Sugar-Free Fruit Smoothie Recipes: Berry Banana Blast
This naturally sweet smoothie delivers a creamy texture and burst of berry flavor, without any added sugars.
This sugar-free fruit smoothie recipe is designed to deliver sweetness and satisfaction without any added sugars. We rely on the natural sugars present in fruits like bananas, strawberries, and blueberries to create a delicious and guilt-free treat. This Berry Banana Blast is perfect for those managing their sugar intake, seeking a healthier breakfast option, or simply wanting a refreshing and nutritious beverage.
The combination of banana and berries not only provides natural sweetness but also a wealth of vitamins, minerals, and antioxidants. Bananas are a good source of potassium and fiber, while berries are packed with antioxidants that help protect the body against cell damage. Spinach adds an extra boost of nutrients, including vitamins A and C, without significantly impacting the flavor profile. The chia seeds contribute healthy fats and fiber, enhancing the smoothie's nutritional value and promoting a feeling of fullness.
This smoothie is incredibly versatile and can be easily adapted to your preferences. Feel free to adjust the ratio of fruits to achieve your desired sweetness level. For instance, if you prefer a tangier taste, you can increase the amount of berries and reduce the banana. Using frozen fruit will enhance the thickness, creating an almost ice cream-like consistency. This Berry Banana Blast is a simple and effective way to enjoy a flavorful and nutrient-rich smoothie while keeping your sugar intake in check.
Ingredients
- 1 medium banana (120 g)
- 1/2 cup strawberries (75 g)
- 1/2 cup blueberries (75 g)
- 1 large handful spinach (30 g)
- 1 cup almond milk (240 g)
- 1 tsp chia seed (5 g)
- 1/2 cup ice (60 g)
How to make Berry Banana Blast
- Prep. Wash the berries and spinach thoroughly. Peel the banana and break it into smaller pieces.
- Load. Add all ingredients to your portable blender in the order listed. Ensure the ice is on top to aid in blending.
- Blend. Secure the lid and blend on high speed until smooth and creamy. If needed, add a splash more almond milk to reach your desired consistency.
- Serve. Pour immediately into a glass or enjoy directly from your portable blender. Garnish with a few fresh berries, if desired.
Pro tips
For a thicker smoothie, use frozen fruit or add more ice. If you find the smoothie too thick, add a little more almond milk until you reach your preferred consistency. For a sweeter smoothie, add a few drops of stevia, but taste first, as the fruit may be sweet enough. Experiment with different types of berries to discover your favorite flavor combinations.
This sugar-free fruit smoothie can be made ahead of time and stored in the refrigerator for up to 24 hours, though the texture may change slightly. If you're preparing it in advance, consider adding a squeeze of lemon juice to help preserve the color of the berries. When ready to enjoy, simply shake or blend briefly to restore the smoothie's consistency.
Variations
- Tropical Twist. Add a handful of mango chunks for a tropical flavor boost and increased sweetness.
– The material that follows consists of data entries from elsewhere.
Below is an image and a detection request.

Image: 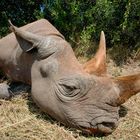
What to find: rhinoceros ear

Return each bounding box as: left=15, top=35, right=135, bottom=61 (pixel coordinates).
left=9, top=20, right=42, bottom=52
left=83, top=31, right=106, bottom=76
left=114, top=74, right=140, bottom=105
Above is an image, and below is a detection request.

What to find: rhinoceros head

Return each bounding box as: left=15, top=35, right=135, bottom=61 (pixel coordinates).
left=11, top=20, right=140, bottom=134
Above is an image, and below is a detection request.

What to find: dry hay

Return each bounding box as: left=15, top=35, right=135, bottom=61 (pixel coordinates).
left=0, top=59, right=140, bottom=140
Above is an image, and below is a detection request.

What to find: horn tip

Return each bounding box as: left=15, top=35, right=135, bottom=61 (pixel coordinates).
left=8, top=19, right=15, bottom=32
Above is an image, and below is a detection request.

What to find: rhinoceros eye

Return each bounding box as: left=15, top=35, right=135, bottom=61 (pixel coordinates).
left=61, top=84, right=80, bottom=97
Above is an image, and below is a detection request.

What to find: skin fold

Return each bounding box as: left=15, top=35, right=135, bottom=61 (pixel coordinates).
left=0, top=19, right=140, bottom=134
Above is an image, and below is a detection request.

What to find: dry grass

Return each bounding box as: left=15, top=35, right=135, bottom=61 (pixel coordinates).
left=0, top=59, right=140, bottom=140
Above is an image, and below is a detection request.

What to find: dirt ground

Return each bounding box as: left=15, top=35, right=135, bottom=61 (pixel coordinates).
left=0, top=60, right=140, bottom=140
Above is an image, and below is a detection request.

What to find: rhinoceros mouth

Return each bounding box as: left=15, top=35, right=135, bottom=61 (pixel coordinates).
left=80, top=122, right=117, bottom=135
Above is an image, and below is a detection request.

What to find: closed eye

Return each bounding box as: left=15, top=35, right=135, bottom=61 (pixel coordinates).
left=60, top=84, right=80, bottom=97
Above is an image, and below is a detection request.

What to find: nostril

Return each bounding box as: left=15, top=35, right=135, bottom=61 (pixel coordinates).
left=102, top=122, right=116, bottom=129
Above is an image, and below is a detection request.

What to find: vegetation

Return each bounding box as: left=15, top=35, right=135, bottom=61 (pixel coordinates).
left=0, top=0, right=140, bottom=140
left=0, top=0, right=140, bottom=52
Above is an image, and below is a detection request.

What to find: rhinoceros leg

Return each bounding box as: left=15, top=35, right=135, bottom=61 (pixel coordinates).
left=0, top=83, right=11, bottom=99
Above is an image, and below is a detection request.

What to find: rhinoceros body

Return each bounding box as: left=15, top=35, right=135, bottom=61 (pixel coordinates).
left=0, top=19, right=140, bottom=133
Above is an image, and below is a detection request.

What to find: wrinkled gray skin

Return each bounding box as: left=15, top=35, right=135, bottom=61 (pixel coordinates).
left=0, top=19, right=139, bottom=134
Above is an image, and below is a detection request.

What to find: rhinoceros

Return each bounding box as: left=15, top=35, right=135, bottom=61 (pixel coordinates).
left=0, top=19, right=140, bottom=134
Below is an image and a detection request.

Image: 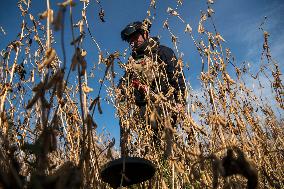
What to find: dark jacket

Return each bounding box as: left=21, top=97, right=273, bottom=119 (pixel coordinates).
left=118, top=38, right=186, bottom=106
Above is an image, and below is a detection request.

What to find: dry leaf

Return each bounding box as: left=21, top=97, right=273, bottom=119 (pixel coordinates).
left=82, top=83, right=93, bottom=93
left=184, top=24, right=192, bottom=33
left=38, top=48, right=56, bottom=71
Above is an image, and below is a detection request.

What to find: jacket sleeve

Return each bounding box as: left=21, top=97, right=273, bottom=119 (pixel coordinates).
left=158, top=45, right=186, bottom=104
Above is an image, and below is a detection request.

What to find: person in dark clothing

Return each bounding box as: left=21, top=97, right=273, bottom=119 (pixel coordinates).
left=118, top=19, right=186, bottom=155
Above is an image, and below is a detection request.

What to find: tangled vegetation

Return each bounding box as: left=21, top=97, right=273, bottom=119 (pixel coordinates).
left=0, top=0, right=284, bottom=189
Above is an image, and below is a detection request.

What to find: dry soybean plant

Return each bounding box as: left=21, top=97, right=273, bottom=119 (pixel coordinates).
left=0, top=0, right=284, bottom=189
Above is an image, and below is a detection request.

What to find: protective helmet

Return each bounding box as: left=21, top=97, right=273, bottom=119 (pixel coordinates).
left=121, top=19, right=152, bottom=41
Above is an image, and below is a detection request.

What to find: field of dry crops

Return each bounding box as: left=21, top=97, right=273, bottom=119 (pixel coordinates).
left=0, top=0, right=284, bottom=189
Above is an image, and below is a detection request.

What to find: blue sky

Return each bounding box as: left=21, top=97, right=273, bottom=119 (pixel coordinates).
left=0, top=0, right=284, bottom=146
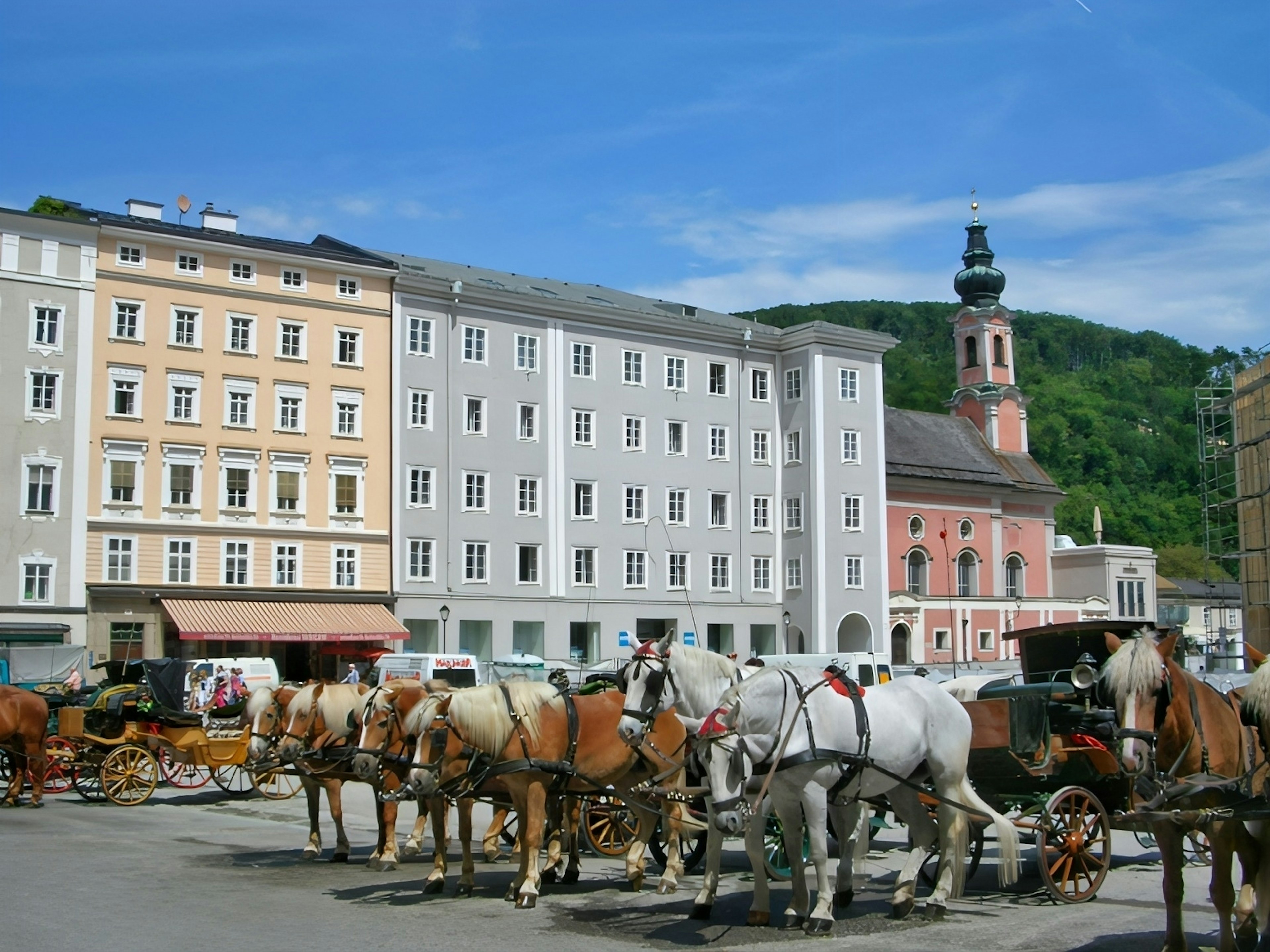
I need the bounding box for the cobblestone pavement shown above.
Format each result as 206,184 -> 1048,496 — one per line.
0,784 -> 1234,952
- Citrus Zing. Include a tablespoon of lemon or lime juice for a tangy and refreshing twist.
- Green Power. Add a few sprigs of mint for a refreshing and aromatic flavor.
- Nutty Delight. Incorporate a tablespoon of almond butter for added protein and healthy fats.
Nutrition (per serving)
| Calories | 193 kcal |
|---|---|
| Protein | 4 g |
| Carbs | 38 g |
| Fat | 5 g |
| Fiber | 7.7 g |
| Sugar | 18 g |
| Sodium | 199 mg |
FAQ
Can I use other types of milk?
Yes, you can substitute almond milk with other milk alternatives such as coconut milk, oat milk, or even regular dairy milk. The flavor and nutritional profile will vary slightly.
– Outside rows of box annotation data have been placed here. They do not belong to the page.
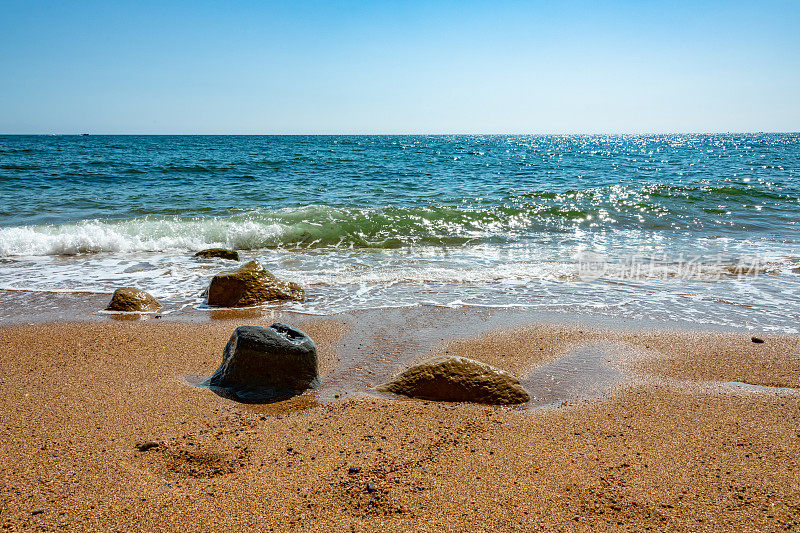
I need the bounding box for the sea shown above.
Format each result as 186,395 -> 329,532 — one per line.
0,133 -> 800,328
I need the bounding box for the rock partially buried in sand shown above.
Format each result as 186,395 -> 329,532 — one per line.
106,287 -> 161,313
194,248 -> 239,261
377,356 -> 530,404
208,261 -> 305,307
203,323 -> 319,403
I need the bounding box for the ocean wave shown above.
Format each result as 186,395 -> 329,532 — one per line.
0,197 -> 792,257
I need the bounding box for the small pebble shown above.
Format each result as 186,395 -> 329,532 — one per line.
136,440 -> 159,452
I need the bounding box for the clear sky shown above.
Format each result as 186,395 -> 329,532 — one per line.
0,0 -> 800,134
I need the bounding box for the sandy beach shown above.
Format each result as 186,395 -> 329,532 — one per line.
0,310 -> 800,532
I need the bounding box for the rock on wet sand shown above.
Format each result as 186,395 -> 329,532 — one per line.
204,323 -> 319,403
378,356 -> 530,404
208,261 -> 305,307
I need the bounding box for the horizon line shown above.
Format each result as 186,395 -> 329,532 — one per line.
0,130 -> 800,137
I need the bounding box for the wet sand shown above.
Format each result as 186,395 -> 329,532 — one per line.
0,309 -> 800,532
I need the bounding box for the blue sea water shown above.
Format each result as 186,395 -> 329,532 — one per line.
0,133 -> 800,333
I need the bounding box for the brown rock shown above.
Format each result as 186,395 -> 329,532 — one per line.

Is this smoothie suitable for diabetics?
This smoothie is naturally sweetened with fruit and contains no added sugars, making it a suitable option for individuals managing diabetes. However, it is always best to consult with a healthcare professional or registered dietitian to determine the right amount of carbohydrates for your individual needs.
Can I add protein powder to this smoothie?
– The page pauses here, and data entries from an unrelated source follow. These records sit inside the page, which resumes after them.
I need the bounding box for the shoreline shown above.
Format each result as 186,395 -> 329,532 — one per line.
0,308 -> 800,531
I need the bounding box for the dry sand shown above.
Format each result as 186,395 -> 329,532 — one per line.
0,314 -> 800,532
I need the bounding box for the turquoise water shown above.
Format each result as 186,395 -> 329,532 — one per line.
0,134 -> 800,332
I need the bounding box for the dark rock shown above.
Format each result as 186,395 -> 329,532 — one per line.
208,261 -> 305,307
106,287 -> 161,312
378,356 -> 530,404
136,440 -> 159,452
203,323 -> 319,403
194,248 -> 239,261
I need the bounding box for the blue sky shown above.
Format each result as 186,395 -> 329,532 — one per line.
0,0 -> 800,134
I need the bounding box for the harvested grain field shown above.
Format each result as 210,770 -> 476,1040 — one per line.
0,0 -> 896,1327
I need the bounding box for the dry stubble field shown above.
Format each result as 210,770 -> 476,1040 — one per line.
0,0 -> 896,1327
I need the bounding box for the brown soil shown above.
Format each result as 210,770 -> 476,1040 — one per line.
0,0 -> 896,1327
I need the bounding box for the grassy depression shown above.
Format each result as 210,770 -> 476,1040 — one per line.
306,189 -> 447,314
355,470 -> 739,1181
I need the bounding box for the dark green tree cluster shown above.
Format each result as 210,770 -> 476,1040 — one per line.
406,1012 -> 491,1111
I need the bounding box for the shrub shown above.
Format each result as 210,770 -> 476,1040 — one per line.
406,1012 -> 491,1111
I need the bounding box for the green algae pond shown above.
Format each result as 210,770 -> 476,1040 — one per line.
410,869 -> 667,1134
Yes, adding a scoop of your favorite protein powder can increase the protein content of this smoothie, making it a more satisfying and filling meal replacement. Whey, soy, or plant-based protein powders all work well.
How can I make this smoothie thicker?
To make the smoothie thicker, use frozen fruit or add more ice. You can also add a tablespoon of chia seeds or flaxseeds, which will thicken the smoothie as they absorb liquid.
Can I use other fruits in this smoothie?
Absolutely! Feel free to experiment with different types of fruits based on your preferences and what you have on hand. Other great options include peaches, raspberries, blackberries, and kiwi.